The Lord our God is Lord alone!
You shall love the Lord your God with all your
heart,
with all your soul,
with all your mind,
and with all your strength.
The second is this:
You shall love your neighbor as yourself.
There is no other commandment greater than these." Mark 12
Again, this morning Jesus speaks to us as wisdom teacher, faithful to his Jewishness. For our Jewish forebears, Torah was the Way. Jesus our Lord affirms and completes Torah in all that he teaches, in all his deeds, in all that he is. Jesus is Torah perfectly fulfilled and enfleshed - he is the Way, the Truth, and the Life.

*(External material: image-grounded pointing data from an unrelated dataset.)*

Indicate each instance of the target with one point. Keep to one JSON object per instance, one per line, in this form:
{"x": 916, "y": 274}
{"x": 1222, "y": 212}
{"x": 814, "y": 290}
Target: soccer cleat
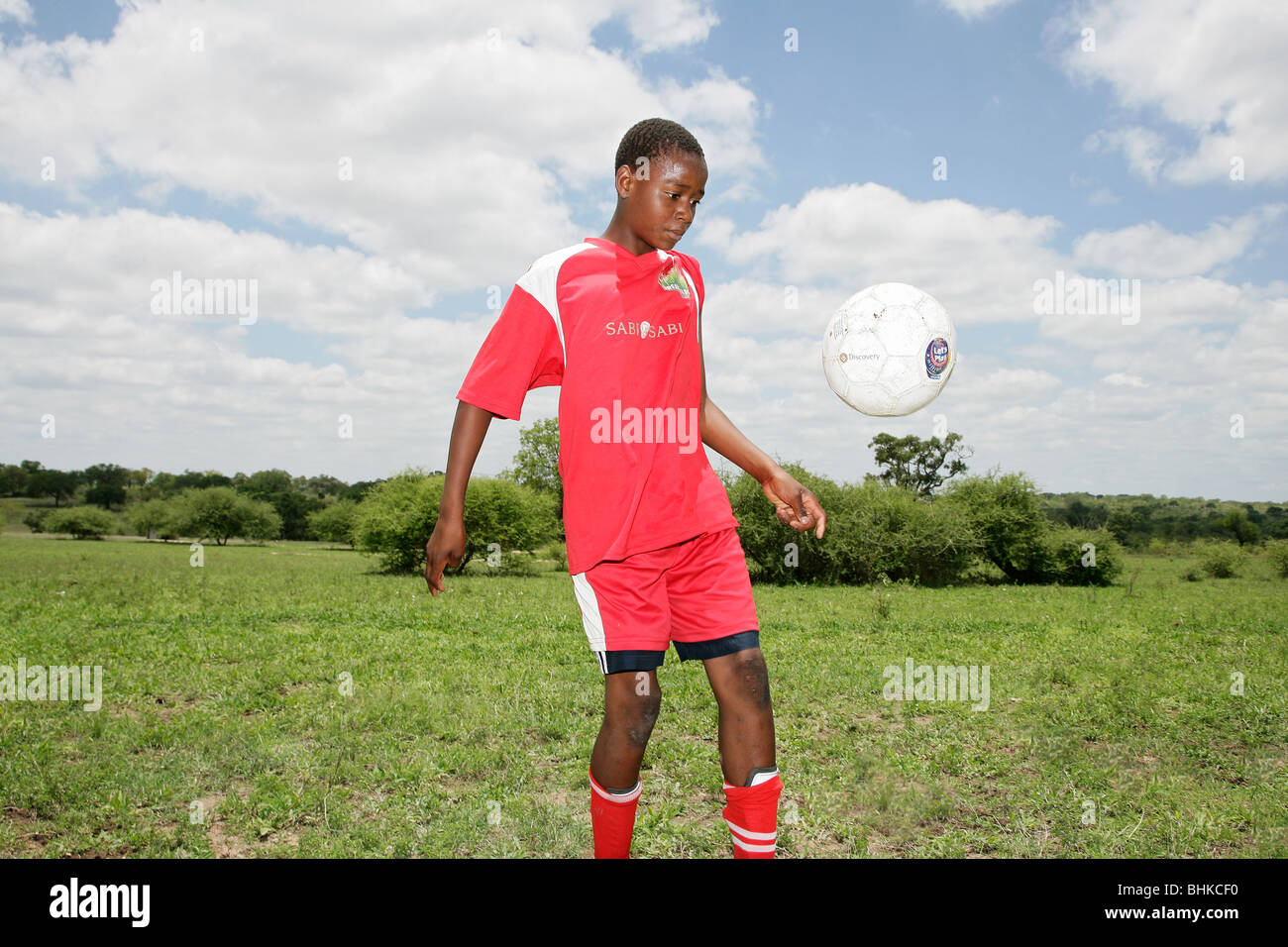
{"x": 612, "y": 818}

For the Jewish people following the Law, seeking God’s will in every detail, meant everything. All the details of the Law were ways to keep the Lord ever in mind, remind them that they belong to God, and so need not withhold anything from him. Jesus agrees, and he assures us that he has come to fulfill the Law.
Jesus’ way of compassion and mercy embodies the values that underpin the precepts of the Law, precepts that he was weaned on as a child in Nazareth. He knows the Law; he lived the Law in detail. And he comes to complete the teaching of the Law, to open it up to the truth at its heart. Loving the outsider, caring for the orphan and widow, turning the other cheek - these are Jewish values, Jesus did not invent them. He comes to embody them, free them from all constraint, from any limit on the compassion that wholeheartedness will allow.
Jesus loved the Lord, his God, and Father, with his whole heart, with all his mind and soul and body, with all his strength, even unto death, death on a cross to free us, his own dear "neighbors" in the flesh, from the constraints of sin and death. What return shall we make for his goodness to us?